Le demandeur d’asile de 35 ans en avait 26 quand il a commis son crime en 2012. À l’époque, c’était la victime qui lui avait fait une demande d’amitié sur Facebook. Des échanges virtuels s’en sont suivis, puis par téléphone, jusqu’à ce que Pierre invite l’adolescente chez lui.

Vodka-jus d’orange

Une fois sur place, Pierre lui a offert un verre de vodka mélangé à du jus d’orange. Il a ensuite insisté pour qu’elle consomme plus. Peu après, il l’a emmenée dans la chambre où la jeune fille a subi une agression sexuelle complète.

« Elle mentionne à plusieurs reprises qu’elle ne veut pas, indique le résumé des faits. Dès le début et tout au cours des attouchements, elle a tenté de le repousser avec le peu de force dont elle était capable malgré son état d’intoxication. »
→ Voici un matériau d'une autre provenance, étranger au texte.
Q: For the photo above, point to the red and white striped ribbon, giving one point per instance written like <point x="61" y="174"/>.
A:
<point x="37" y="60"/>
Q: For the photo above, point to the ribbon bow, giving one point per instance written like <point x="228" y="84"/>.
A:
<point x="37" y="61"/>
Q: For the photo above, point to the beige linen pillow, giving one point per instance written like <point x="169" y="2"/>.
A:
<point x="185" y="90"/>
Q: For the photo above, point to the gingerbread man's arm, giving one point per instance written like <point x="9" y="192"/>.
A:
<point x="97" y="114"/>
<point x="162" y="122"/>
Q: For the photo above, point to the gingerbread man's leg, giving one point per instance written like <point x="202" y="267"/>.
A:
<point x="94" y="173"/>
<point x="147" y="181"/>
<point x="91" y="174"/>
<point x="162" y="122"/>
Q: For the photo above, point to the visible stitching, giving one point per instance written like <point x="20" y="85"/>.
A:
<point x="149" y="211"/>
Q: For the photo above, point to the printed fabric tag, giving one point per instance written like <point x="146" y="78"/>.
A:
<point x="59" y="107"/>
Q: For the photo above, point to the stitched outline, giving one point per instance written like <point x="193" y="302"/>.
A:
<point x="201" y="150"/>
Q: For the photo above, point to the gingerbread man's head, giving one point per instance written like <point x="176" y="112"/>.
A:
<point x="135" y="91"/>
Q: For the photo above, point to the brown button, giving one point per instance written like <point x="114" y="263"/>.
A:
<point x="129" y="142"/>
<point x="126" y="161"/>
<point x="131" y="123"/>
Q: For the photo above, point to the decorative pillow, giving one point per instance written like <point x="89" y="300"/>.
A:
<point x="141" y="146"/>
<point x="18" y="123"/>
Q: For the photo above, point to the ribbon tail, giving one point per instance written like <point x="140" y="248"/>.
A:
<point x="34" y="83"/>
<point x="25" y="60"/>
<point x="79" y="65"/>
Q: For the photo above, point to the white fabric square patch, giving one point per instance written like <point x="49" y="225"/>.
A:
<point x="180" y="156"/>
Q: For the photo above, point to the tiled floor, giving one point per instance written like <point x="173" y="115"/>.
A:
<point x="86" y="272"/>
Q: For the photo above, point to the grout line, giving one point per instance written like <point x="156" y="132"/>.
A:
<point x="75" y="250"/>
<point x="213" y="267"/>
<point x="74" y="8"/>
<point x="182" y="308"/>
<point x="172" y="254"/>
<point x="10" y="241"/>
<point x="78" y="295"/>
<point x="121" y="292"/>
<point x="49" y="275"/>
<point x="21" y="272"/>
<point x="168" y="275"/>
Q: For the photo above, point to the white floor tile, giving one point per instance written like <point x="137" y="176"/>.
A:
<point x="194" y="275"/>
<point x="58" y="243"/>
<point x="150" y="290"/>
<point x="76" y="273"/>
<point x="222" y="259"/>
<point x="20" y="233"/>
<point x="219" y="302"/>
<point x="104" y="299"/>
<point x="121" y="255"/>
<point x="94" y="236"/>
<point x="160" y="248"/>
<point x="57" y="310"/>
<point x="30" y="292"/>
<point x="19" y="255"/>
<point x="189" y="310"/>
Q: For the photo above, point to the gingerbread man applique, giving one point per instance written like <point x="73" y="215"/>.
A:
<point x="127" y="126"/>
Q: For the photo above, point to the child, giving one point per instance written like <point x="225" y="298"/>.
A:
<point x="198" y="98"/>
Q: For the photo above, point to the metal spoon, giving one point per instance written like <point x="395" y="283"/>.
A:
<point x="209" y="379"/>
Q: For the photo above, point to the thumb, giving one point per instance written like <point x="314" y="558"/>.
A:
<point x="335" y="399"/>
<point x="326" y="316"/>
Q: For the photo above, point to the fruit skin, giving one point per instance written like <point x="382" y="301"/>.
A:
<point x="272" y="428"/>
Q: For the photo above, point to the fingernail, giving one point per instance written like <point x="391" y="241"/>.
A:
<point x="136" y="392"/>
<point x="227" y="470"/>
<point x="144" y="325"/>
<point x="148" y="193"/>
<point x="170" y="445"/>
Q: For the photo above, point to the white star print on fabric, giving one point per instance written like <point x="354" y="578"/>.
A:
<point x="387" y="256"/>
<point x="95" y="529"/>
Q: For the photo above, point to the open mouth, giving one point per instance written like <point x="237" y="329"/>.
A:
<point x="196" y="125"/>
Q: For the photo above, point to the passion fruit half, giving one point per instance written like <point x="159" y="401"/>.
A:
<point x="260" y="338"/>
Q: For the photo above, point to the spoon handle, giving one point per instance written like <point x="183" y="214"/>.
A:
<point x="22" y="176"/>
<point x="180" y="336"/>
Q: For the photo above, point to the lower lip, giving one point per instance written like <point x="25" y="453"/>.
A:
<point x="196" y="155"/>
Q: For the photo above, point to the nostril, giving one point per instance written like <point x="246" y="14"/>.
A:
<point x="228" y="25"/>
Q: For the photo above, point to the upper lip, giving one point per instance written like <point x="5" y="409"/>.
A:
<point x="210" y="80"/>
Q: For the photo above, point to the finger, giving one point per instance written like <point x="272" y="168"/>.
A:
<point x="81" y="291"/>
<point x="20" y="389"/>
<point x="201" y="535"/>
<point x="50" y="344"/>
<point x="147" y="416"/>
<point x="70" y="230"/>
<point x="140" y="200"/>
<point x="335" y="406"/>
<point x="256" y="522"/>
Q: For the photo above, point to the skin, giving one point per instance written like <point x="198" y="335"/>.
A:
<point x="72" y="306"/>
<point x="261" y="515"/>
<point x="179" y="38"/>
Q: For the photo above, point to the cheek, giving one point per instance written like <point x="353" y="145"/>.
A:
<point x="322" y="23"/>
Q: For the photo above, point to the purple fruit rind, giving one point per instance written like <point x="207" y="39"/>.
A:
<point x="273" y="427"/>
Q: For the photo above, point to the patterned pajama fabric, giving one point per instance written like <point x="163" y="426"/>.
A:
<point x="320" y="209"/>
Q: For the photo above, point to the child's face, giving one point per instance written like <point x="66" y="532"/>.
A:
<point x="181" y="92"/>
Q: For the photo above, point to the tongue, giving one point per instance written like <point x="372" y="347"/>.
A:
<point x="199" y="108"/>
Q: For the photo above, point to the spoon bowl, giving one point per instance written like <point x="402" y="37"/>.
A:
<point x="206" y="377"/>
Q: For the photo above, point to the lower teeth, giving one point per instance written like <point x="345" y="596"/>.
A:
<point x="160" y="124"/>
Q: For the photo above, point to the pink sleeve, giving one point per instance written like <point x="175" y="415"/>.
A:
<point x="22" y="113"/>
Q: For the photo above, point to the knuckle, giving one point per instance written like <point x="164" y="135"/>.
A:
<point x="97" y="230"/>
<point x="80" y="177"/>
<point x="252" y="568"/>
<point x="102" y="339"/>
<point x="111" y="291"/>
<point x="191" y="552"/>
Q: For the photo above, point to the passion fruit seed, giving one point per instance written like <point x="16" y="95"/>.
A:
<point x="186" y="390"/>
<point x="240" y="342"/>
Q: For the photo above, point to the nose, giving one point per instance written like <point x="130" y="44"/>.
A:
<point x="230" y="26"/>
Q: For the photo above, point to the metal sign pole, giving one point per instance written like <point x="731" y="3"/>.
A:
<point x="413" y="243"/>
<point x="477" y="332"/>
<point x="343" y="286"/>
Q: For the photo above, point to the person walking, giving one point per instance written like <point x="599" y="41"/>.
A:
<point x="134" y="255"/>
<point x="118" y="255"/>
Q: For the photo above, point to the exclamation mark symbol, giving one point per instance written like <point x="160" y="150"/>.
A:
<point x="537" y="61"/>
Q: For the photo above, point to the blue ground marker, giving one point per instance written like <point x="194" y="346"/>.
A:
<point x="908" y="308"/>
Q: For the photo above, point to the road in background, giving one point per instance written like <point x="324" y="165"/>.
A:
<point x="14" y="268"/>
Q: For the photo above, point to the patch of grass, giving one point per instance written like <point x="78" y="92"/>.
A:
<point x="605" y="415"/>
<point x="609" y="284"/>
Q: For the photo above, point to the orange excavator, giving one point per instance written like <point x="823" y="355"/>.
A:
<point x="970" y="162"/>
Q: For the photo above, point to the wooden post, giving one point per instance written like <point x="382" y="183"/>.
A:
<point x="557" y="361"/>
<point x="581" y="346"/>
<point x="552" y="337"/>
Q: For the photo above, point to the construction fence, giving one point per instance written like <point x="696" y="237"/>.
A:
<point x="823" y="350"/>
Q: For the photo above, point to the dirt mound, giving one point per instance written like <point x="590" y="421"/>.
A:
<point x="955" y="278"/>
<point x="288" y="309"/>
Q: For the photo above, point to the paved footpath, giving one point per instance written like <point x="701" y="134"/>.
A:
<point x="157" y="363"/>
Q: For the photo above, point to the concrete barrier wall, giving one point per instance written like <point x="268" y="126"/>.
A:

Par la suite, la victime a demandé de partir. Pierre l’a alors conduite vers un arrêt d’autobus, mais en chemin, l’ado s’est sentie mal et est descendue de la voiture pour vomir. Elle s’est effondrée à demi consciente dans la rue.

Si Pierre a plaidé coupable, il a ensuite tenté de se déresponsabiliser auprès d’un agent de probation qui a noté que l’agresseur avait « une pauvre capacité d’introspection ».

« Enclin à faire porter à la victime la plus grande part de la motivation à leur rencontre et à la relation sexuelle, son discours tend à le présenter comme une victime de la situation », a indiqué l’agent.

Traumatisme

La victime, elle, est toujours traumatisée.

« J’ai souvent l’impression de ne plus avoir de valeur, a-t-elle écrit dans une lettre adressée à la cour. D’ailleurs, je n’ai jamais réussi à avoir de relation de couple. L’agression que j’ai subie m’a fait développer une peur intense de m’attacher émotivement à quelqu’un, puis de me faire blesser physiquement et mentalement par cette même personne et finalement me faire jeter comme on jette de la poubelle dans la rue. »

Sauf que si la défense demandait deux ans moins un jour de prison, en soulignant le cheminement « remarquable » du violeur depuis les événements, la juge a estimé que c’était beaucoup trop clément. 

D’autant plus que la Cour suprême, dans l’arrêt Friesen, a récemment rappelé l’importance de condamner fortement les crimes sexuels contre les mineurs.

« Protéger les enfants de l’exploitation illicite et du danger est l’objectif primordial », avait dit le plus haut tribunal du pays.

Ainsi, la juge Duchesneau a condamné Pierre à quatre ans d’incarcération. 


Et dès qu’il aura fini sa peine, Vickney Pierre pourrait être expulsé du Canada.